In your mind, what are the major differences between CS3 and CS4 (and would they be reason enough for someone to upgrade from CS3)?
Isaac,
That was a super enjoyable read. I loved learning about your documentary production process utilizing your new 5D and CS4 tools. And now I will be even more eager to see the finished product! Thanks for taking the time to document how everything worked, what went well, and what you might change next time. Your family’s experiences are instructional for us all!
Isaac, as always I appreciate reading about what you’ve been working on. However, I have to disagree with your assessment that reporting on a subject objectively is “a ridiculous concept.”
Journalists, at least good journalists, report objectively all the time (although this current political climate is full of examples to the contrary). A strong bias, if left unchecked, can skew a filmmaker’s perception of reality when the evidence (e.g. the interviews) doesn’t support his or her thesis. In my opinion, a strong example of this discontinuity is Michael Moore’s documentary “Fahrenheit 9/11″.
Certainly it’s ridiculous to think that a journalist never has any biases (and maybe this is what you meant to say), but the concept in journalism isn’t that the filmmaker HAS no biases, merely that they “leave them at the door” when editing a film. The idea is to find the story in the material, and not tell YOUR story WITH the material.
Thanks again for the post! They’re always very informative.

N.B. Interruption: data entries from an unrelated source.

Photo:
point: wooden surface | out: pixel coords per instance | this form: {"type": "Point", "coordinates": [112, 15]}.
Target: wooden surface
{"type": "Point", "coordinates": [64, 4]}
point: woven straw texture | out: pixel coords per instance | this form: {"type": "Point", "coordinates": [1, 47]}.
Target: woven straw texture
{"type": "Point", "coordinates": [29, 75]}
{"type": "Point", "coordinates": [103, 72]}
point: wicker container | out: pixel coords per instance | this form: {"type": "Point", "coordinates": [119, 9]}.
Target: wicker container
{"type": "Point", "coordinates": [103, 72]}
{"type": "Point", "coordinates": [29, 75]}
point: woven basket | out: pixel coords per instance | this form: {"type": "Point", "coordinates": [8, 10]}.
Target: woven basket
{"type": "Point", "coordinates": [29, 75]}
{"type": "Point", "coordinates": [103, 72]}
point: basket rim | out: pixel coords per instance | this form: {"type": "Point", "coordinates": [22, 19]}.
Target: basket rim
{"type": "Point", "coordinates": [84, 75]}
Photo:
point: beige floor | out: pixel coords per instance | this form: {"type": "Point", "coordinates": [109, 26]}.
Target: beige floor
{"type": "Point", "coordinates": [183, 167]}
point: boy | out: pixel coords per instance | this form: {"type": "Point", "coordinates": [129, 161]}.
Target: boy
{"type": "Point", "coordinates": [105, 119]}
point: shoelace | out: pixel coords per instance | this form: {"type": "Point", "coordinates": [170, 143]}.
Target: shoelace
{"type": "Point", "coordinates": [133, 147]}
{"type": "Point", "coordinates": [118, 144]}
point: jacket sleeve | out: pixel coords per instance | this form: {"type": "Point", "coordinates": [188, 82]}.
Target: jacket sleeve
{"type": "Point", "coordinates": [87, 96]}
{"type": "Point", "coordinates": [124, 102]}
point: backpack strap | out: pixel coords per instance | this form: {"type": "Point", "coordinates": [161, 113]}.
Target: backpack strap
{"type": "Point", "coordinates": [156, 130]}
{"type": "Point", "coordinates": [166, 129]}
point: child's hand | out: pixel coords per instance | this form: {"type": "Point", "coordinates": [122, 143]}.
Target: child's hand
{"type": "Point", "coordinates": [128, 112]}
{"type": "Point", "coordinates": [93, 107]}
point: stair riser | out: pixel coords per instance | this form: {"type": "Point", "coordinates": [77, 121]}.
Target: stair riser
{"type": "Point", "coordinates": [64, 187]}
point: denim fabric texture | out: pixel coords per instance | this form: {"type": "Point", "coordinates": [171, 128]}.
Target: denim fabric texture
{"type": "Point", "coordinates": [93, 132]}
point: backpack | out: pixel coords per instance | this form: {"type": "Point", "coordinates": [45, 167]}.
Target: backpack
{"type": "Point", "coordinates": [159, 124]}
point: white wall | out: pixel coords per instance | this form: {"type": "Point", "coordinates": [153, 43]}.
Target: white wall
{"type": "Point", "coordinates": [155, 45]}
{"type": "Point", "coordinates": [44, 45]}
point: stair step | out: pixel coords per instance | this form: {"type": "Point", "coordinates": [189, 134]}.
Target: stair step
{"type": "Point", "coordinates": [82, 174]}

Actually, Erik, I didn’t mean to imply that objectivity is unobtainable; only that total neutrality is. The belief in a non-biased, equal-time, relativistic approach of truth is what causes blind unchecked bias in the first place. You can’t analyze your own presuppositions if you believe that they don’t exist. This is especially important in film; any issue worth the time and expense that production entails cannot afford a morally neutral approach.
Objectivity must be the goal, but for it to even be possible, the filmmaker must presuppose that truth is absolute and knowable. Objectivity will never be obtained by those who believe only in subjective truth, much less those who believe that the subjective truth of an uninformed experiential journey is the only “fair” truth.
Michael Moore is a good example of this. In every film he approaches a new, seemingly unfamiliar topic (guns, war, health care, commerce) with a virtuous naivety, implying that his innocent pursuit of answers and his honestly non-expert perspective will bring him to the truth.
But regardless of the topic at hand, he always brings the same systematic biases to his perspective. He is completely saturated with moral presuppositions, and like a fish, he does not know that he is wet. No matter how fresh his subject matter is, Michael Moore will always see it through an invisible lens, and will always arrive at the same moral conclusions.
Of course, I also have a lens that colors my perceptions, but as a presuppositionalist, I know and admit that my lens exists. I can’t check it at the door, but I can compare it to the consistent moral norm of scripture and have a reference point for real objectivity. Objective truth always trumps subjective neutrality.
Thanks for bringing that somewhat ambiguous and confusing paragraph under closer scrutiny.
Thanks for the reply…I think it was a good topic for further discussion. I can see that we’re basically on the same page.
Great article, but lucky you. I was editing a promo video WITHOUT Cineform using RED footage. :-P The lower res playback helped a lot.
I am so looking forward to this documentary coming out! This is the burden my heart carries.
May God bless you all and enable this documentary to be a powerful weapon against the forces of Satan.